Scientific Reports (Feb 2023)

A maximum entropy approach for the modelling of car-sharing parking dynamics

  • Simone Daniotti,
  • Bernardo Monechi,
  • Enrico Ubaldi

DOI
https://doi.org/10.1038/s41598-023-30134-9
Journal volume & issue
Vol. 13, no. 1
pp. 1 – 12

Abstract

Read online

Abstract The science of cities is a relatively new and interdisciplinary topic aimed at studying and characterizing the collective processes that shape the growth and dynamics of urban populations. Amongst other open problems, the forecast of mobility trends in urban spaces is a lively research topic that aims at assisting the design and implementation of efficient transportation policies and inclusive urban planning. To this end, many Machine-Learning models have been put forward to predict mobility patterns. However, most of them are not interpretable -as they build on complex hidden representations of the system configurations- or do not allow for model inspection, thus limiting our understanding of the underlying mechanisms driving the citizen’s daily routines.
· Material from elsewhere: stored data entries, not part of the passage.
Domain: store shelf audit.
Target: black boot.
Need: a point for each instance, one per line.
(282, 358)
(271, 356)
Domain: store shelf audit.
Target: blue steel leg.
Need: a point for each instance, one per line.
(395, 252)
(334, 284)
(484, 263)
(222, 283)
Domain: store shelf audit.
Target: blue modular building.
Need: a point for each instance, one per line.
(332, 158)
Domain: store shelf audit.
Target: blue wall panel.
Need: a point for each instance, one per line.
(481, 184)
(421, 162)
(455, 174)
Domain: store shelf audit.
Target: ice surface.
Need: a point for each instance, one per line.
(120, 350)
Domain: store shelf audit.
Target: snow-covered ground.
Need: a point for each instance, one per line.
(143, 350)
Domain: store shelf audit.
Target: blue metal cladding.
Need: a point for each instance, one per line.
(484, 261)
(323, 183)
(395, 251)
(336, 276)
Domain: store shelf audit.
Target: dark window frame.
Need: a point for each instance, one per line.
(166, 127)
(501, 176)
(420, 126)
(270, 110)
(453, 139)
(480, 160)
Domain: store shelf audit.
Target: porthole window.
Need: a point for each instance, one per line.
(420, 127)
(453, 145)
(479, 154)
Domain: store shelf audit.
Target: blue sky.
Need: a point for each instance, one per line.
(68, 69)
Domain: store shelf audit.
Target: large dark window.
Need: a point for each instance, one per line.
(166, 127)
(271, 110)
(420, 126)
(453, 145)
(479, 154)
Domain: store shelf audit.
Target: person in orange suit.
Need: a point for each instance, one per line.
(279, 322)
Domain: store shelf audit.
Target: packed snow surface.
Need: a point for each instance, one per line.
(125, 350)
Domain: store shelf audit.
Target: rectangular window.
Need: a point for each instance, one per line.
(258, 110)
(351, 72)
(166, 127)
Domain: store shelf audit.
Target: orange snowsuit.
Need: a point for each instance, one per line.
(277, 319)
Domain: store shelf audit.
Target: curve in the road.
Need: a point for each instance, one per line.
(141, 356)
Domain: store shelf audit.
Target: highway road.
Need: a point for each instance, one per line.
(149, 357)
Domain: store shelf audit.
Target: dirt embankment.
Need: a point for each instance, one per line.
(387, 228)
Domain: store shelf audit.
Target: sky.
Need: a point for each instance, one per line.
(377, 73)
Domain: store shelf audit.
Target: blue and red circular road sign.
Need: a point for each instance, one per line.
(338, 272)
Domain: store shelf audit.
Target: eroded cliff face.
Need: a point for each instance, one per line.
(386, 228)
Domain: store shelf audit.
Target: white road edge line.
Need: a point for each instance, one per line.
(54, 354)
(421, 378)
Here, we tackle this problem by building a fully interpretable statistical model that, incorporating only the minimum number of constraints, can predict different phenomena arising in the city. Using data on the movements of car-sharing vehicles in several Italian cities, we infer a model using the Maximum Entropy (MaxEnt) principle. The model allows for an accurate spatio-temporal prediction of car-sharing vehicles’ presence in different city areas and, thanks to its simple yet general formulation, to precisely perform anomaly detection (e.g., detect strikes and bad weather conditions from car-sharing data only). We compare the forecasting capabilities of our model with different state-of-the-art models explicitly made for time-series forecasting: SARIMA models and Deep Learning Models. We find that MaxEnt models are highly predictive, outperforming SARIMAs while having similar performances of deep Neural Networks - but with advantages of being more interpretable, more flexibile—i.e., they can be applied to different tasks- and being computationally efficient. Our results show that statistical inference might play a fundamental role in building robust and general models describing urban systems phenomena.